The following conclusion indicates that in certain graphs, there always exists a relatively long monotonically increasing path:

Conclusion: Suppose a weighted undirected graph $G$ has $100$ vertices and $1000$ edges, and all edge weights are distinct. Then, there must exist a monotonically increasing path in $G$ with a length of at least $20$.

Proof: Assume there is an explorer at each vertex. We enumerate all edges in increasing order of their weights, and each time we swap the positions of the explorers at the endpoints of the current edge. It can be seen that each explorer traverses a monotonically increasing path. Additionally, since there are $100$ explorers and they take a total of $2000$ steps, at least one person must have taken $20$ steps. Q.E.D.

Now, our problem is:

Given a complete graph $G$ with an even number of vertices $N$.

Your task is to assign a distinct weight to each edge such that the length of the longest monotonically increasing path is minimized.

Input

The input consists of a single line containing a positive even integer $N$.

Output

Output a permutation of the integers from $1$ to $\frac{N(N-1)}{2}$, separated by spaces or newlines.

The first number represents the weight assigned to edge $(1,2)$; the second number is the weight for $(1,3)$, ..., the $N$-th number is the weight for $(1,N)$; then the weights for $(2,3)$, $(2,4)$, ..., $(2,N)$; then the weights for $(3,4)$ to $(3,N)$; and so on; finally, the weight for $(N-1,N)$.

Examples

Input 1

4

Output 1

4 6 2
3 1
5

Input 2

6

Output 2

12 8 15 3 5
6 7 1 13
10 14 11
4 2
9

Subtasks

For $20\%$ of the data, $2 \leq N \leq 20$;

For $50\%$ of the data, $2 \leq N \leq 100$;

For $100\%$ of the data, $2 \leq N \leq 500$.

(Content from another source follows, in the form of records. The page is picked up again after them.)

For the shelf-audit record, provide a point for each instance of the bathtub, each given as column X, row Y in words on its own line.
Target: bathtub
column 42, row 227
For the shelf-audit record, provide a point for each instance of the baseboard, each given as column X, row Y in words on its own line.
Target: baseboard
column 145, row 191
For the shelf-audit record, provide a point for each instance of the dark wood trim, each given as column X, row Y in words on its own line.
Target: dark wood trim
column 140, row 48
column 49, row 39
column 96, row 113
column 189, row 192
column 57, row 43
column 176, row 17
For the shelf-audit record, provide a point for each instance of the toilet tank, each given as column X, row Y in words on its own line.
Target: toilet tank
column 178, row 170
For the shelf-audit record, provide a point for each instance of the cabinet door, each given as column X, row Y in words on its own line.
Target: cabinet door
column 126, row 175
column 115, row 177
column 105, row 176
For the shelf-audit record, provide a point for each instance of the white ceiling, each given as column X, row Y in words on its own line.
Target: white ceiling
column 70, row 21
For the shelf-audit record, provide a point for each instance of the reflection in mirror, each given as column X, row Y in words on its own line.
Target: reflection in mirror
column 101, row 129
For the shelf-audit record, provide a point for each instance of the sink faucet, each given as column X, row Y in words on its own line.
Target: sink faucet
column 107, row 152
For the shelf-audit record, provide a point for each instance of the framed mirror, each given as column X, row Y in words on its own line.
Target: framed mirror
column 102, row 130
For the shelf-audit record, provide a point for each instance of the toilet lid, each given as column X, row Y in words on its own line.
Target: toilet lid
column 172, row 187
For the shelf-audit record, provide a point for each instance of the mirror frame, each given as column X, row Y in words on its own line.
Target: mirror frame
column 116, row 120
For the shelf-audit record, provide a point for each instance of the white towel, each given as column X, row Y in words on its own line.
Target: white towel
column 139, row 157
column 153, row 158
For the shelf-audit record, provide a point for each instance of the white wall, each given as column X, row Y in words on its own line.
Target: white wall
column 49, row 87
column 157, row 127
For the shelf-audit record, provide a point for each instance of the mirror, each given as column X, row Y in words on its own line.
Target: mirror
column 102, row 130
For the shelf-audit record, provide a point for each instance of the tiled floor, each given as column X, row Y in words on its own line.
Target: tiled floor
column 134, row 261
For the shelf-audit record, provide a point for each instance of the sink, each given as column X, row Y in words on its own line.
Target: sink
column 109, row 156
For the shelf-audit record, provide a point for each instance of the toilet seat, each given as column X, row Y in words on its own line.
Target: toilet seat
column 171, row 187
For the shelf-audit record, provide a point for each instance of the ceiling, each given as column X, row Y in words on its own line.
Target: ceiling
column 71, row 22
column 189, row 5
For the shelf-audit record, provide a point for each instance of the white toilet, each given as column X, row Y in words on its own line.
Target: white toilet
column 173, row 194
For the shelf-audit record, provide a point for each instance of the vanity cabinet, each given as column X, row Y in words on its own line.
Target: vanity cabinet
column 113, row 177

In addition to the specific characteristics of different test cases, you may also receive partial points for each test case. If your program terminates correctly and outputs in the specified format, we will score it as follows:

Let $A$ be the length of the longest monotonically increasing path in your graph, and $B$ be the length of the optimal answer.

If $A=B$, you will receive $10$ points;

If $B < A < 2B$, you will receive $3$ points;

If $A \geq 2B$, you will receive $0$ points.

Note

This problem provides an additional file named daydayup.tab.

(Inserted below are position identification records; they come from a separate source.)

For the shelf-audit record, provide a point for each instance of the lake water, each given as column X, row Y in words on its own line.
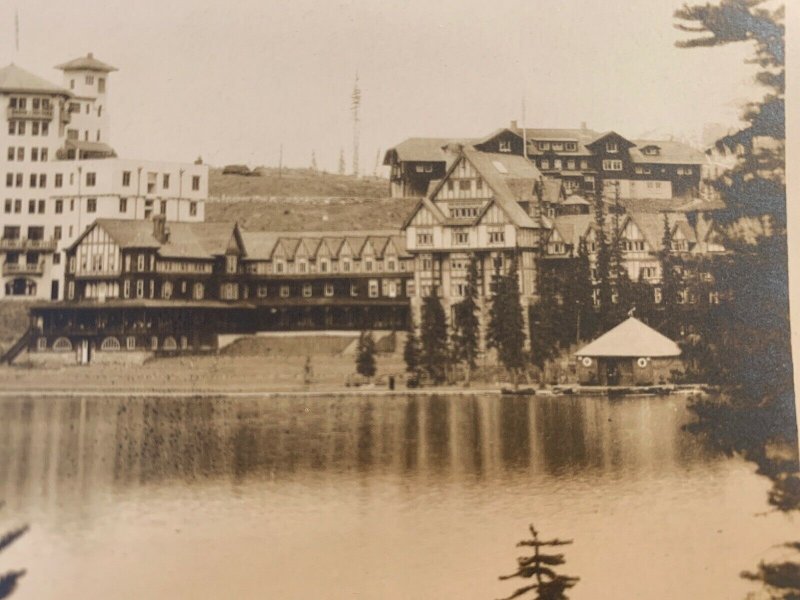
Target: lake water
column 371, row 497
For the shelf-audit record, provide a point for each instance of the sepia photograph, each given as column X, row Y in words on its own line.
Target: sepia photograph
column 361, row 300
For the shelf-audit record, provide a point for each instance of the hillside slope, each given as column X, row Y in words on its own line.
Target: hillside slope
column 314, row 214
column 294, row 182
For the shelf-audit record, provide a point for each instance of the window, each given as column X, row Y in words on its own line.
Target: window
column 424, row 238
column 230, row 263
column 612, row 165
column 497, row 237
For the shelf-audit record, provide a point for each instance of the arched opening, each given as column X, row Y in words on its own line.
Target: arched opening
column 110, row 344
column 62, row 345
column 20, row 287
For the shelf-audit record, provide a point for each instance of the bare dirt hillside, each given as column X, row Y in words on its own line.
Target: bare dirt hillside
column 341, row 214
column 294, row 182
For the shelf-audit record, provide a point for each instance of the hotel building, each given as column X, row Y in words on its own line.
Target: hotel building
column 60, row 173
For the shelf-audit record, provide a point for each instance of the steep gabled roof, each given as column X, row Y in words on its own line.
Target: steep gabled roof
column 17, row 79
column 631, row 338
column 186, row 240
column 511, row 179
column 670, row 152
column 86, row 63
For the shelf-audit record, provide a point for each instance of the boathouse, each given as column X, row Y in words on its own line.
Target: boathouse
column 629, row 354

This file contains $50$ tables. Each of these tables satisfies a very special property.

You may examine these tables. If they are helpful to you, you can read this file in your program.

Of course, you have another option, which is to ignore this file entirely. Even so, you can still solve this problem.

During evaluation, this file will be in the same directory as your program, just like the input file, and its filename will not change.

Please note: Do not paste this file directly into your code or store it as a large constant table, otherwise your code length may exceed the competition's code length limit and will not be evaluated.